The vacuum wax injection process involves the production of a wax mold by filling a suitable hollow rubber mold with wax which then hardens in the rubber mold. In order to prevent the formation of air bubbles in the mold, the hollow rubber mold is evacuated prior to the injection of the wax into the mold, by the application of a reduced pressure to the rubber mold.
When carrying out that process in a vacuum wax injection installation therefore, the installation includes an injection valve which serves to communicate a mold into which wax is to be injected firstly with a chamber providing a vacuum and then with a chamber containing liquid wax. The valve must have a valve-closed position, an evacuation position for evacuation of the mold, and a wax injection position.

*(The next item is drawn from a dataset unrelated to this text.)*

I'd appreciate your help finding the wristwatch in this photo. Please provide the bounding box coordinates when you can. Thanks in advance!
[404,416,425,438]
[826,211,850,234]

The valve, from the structural point of view, further has a connecting element against which the hollow rubber mold can be sealingly pressed for the evacuation and the wax-injection phases.
Hitherto such injection valves for vacuum wax injection installations have been of an extremely complicated configuration, usually comprising various electronic, mechanical or similar components for producing the operating procedure involved (evacuation of the mold, interruption of the applied vacuum and injection of the wax). Injection valves of this kind, but of a simpler design configuration, tended to be highly complicated to operate as, at the same time as the hollow rubber mold being pressed against the connecting element, the various operating phases involved had to be successively triggered off by way of a control member such as a lever.